Writer Rick Remender – whose name I’ve heard, but I don’t think I’ve ever read anything he’s written – masterminds this series, which I guess is an ongoing one, although how long such a grim premise can be milked I don’t know. His script is appropriately downbeat, narrated by Astonishman, who is depressed and fatalistic, and who blames himself for everything that’s happened. I’m a little less impressed with the cast of heroes, who are archetypes based on heroes from various eras of superhero comics history, and honestly I get a little tired of the same old archetypes being used for these independent stories. Still, other than Astonishman there’s not enough characterization here to draw any conclusions, so there’s plenty of space for it to end up with fleshed-out characters rather than archetypes. (Ultimately this was a big part of what made Alan Moore’s Watchmen successful: Although loosely based on the Charlton Comics heroes, the characters were all individual and not archetypal.)
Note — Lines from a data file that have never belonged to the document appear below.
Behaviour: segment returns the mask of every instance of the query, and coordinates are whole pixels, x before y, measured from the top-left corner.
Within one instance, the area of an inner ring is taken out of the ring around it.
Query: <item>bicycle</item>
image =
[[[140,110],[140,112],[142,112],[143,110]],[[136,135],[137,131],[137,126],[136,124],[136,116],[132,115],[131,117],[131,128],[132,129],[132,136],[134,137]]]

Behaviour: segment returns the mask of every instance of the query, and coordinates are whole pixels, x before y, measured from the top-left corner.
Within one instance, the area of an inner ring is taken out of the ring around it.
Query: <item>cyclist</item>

The art by Mat Broome and Sean Parsons is similarly dark, evocative of Jae Lee’s art on the Sentry series of a decade or so ago at Marvel, with intricate colors by Wendy Broome adding to the gloomy atmosphere, It’s perfectly appropriate for the story at hand, and in particular Broome seems to have the artistic fundamentals to make the book look right – he’s not some warmed-over Image Comics artist, the likes of which would make this book look really silly.
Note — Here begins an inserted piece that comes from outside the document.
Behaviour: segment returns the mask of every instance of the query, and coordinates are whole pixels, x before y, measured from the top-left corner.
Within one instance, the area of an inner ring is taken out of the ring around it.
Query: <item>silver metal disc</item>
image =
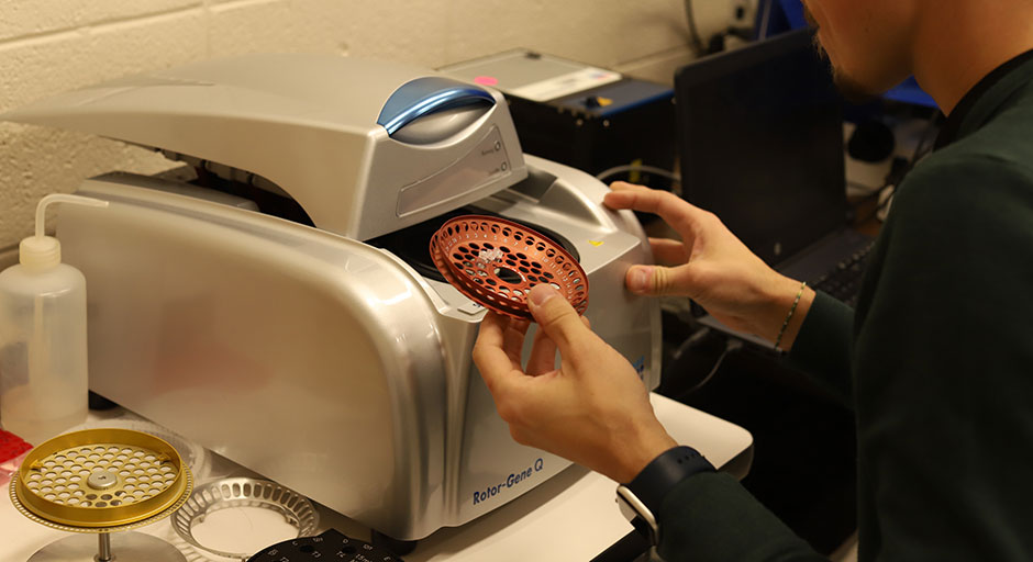
[[[176,547],[143,532],[110,535],[112,562],[187,562]],[[95,562],[97,535],[73,535],[40,549],[27,562]]]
The 90s and 2000s have seen a few different books trying to tell “the last superhero story”. Remender says The End League is inspired by The Lord of the Rings and The Dark Knight Returns. The exact flip side of The End League is Bill Willingham’s Pantheon, about what happens after the good guys win. It was pretty good, and also supported by fine artwork (and can now be downloaded for free). I don’t think anyone’s yet told the definitive story of this sort, probably because once the superhero cat is out of the bag it’s pretty hard to put it back in. As Dr. Manhattan said in Watchmen, “Nothing ever ends.”
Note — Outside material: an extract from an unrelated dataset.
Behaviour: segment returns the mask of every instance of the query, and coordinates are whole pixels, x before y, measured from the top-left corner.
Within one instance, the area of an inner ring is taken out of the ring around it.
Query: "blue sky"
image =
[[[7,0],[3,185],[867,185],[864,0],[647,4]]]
By that light, The End League might be a story with only one possible conclusion. Remender’s task is to either make the conclusion satisfying, or to find some other way to thread this particular needle. It’s a daunting challenge, to be sure. This first issue is all set-up, with a single mission which goes (of course) horribly wrong, ending on a cliffhanger. To really work, I think the book’s going to have the break out of the routine of a group of heroes underground against overwhelming oppressive forces (since we’ve all read that story many times before) and do something unexpected.
I’ll be back next month to see what direction the book’s headed in.